I shall consider this appeal based on the Appellants’ issues proffered for determination.

ISSUE NO1
The appellants submit that they owned the land in dispute by virtue of customary inheritance. That Epum was their ancestor and that he founded the entire land called Alabuji. That he deforested the land and was the first person to settle therein —paragraph 3 of the further amended statement of claim.

​They averred their line of descent from Epum and act of ownership and possession of their ancestors and themselves on the land.
That their forebears initiated litigation (Ozoigbo and Joseph Ozoigbo (Exhibit P8)) in 1921 and 1923 respectively against certain persons; cultivation of cashew plant and palm trees on portions of the land; the Joint survey of portion of the land by the Appellants’ father, Charles and his two brothers Gilbert and Ignatius – showing respective interest of the three brothers; the building and use of a hut on the land by the Appellants’ father; and successful prosecution of trespassers on the land.

​That the Appellants and their witnesses gave evidence buttressing the above.
That a claimant for a declaration of tittle to land first duty is to establish the identity of the land in issue. That he can achieve this by describing in evidence the size, features, location etc. of the land, such as can enable a surveyor produce a survey plan of the land showing all the features and the boundaries. That the tendering of the Appellants’ dispute survey plan in evidence and the admission thereof without objection, affects the identity of the land in dispute as well as the features and location thereof.
That Exhibit P23 represented the true location, size and features.
That the Exhibit D3 (the Respondents amended survey plan) was discountenanced on the ground that it was not pleaded.
They submit that PW4 a boundary neighbour testified on the identity, location and boundaries of ALABUJI, part of which is in dispute.

ISSUE NO 2:
The Appellants submit that the Respondents’ claim to ownership and possession of the land in dispute was predicated on traditional history. That the question is whether the Respondents could rely on acts of possession predicated on traditional history already found to be unsatisfactory and inconclusive. That it was the lower Court who suo motu jettisoned Exhibit D3 and relied on Exhibit D1 to find that the Respondents were in exclusive possession of the land in dispute and therefore entitled to perpetual injunction.
That the land in dispute is called “MGBO OKOHIA ALUKABIA” while the Appellants call it “ALABUJI”

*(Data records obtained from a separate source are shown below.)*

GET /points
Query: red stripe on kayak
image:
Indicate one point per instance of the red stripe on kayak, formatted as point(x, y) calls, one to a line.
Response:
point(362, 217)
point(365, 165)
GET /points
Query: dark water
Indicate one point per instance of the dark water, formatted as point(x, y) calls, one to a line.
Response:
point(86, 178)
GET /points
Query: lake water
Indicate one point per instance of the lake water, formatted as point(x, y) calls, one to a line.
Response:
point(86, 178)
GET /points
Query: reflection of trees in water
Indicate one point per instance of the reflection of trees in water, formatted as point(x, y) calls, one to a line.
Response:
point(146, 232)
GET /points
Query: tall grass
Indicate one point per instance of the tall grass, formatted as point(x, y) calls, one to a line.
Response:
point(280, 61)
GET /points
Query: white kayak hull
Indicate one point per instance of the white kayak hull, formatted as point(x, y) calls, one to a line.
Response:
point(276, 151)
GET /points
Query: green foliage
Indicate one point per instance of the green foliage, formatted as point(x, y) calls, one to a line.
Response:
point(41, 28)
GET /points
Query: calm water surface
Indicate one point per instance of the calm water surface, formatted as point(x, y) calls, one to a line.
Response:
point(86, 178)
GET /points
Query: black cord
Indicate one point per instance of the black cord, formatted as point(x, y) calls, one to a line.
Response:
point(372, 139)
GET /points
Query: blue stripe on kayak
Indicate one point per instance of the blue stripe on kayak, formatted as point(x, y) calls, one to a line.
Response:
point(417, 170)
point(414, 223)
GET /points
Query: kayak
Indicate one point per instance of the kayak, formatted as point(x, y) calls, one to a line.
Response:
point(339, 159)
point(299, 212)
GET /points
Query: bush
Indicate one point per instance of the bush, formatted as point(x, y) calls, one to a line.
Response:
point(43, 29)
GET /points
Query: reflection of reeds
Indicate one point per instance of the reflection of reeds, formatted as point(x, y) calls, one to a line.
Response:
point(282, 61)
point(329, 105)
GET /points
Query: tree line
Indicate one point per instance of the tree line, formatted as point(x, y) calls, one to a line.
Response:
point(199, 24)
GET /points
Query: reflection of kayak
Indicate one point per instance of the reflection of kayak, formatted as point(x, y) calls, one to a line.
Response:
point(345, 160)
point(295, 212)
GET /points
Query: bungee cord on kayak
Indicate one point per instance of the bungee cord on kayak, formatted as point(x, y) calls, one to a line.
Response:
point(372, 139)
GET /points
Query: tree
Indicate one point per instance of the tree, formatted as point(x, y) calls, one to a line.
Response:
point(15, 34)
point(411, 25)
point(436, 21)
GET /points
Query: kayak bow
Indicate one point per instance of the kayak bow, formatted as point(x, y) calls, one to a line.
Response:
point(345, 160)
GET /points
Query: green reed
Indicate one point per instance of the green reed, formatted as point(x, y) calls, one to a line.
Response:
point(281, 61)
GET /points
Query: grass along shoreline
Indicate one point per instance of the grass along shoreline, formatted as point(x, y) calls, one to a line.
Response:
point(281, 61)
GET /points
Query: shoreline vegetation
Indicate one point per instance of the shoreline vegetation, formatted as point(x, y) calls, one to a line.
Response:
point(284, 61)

That the Respondents could not identify the land in dispute, and therefore did not establish exclusive possession of same to entitle them to an award of damages for trespass and perpetual injunction.

​That there is no valid basis for the lower Court’s finding of exclusive possession of the land in dispute in favour of the Respondents and the award of damages for trespass and a perpetual injunction against the Appellants.

ISSUE NO 3:
They submit that the Court below suo motu expunged Exhibit “D3” from the record on the ground that same was not pleaded. The Respondents did not appeal against that decision.

Submit that in the absence of Exhibit “D3,” the Respondents did not have any other extant survey plan. It was ultra vires the lower Court to have brought back Exhibit “D1” to life, and use same to give an order of injunction.

RESOLUTION OF ISSUES
ISSUE No. 1
The Court held that in all, the Defendants/Respondents are in possession of the land in dispute, and that being so, they can maintain an action against the Plaintiffs in trespass, even though they are not the true owners or privies of the true owners of the land.  This is because the defendants are in exclusive possession of the land, and have the right to retain it and to be in undisturbed possession of it.
On the issue of title to land, the Court held that the Respondents were in exclusive possession of the land.

​The law is trite that for a plaintiff to succeed in a claim of declaration of title to land, he must prove with certainty, the location, boundaries and identity of the land in dispute. Decidedly there must not only be proof, but clear evidence to show that it was the same land that is being disputed.  The land must be connected to the facts in issue.
A Plaintiff must prove the exact location of the land and the precise area to which his claim relates – AYODELE V OLUMIDE (1969) All NWLR 225, ONUWAJE V OGBEEDE (1991) 3 NWLR (Pt 178)8; BARUWA V OGUNSOLA 4 WACA 159.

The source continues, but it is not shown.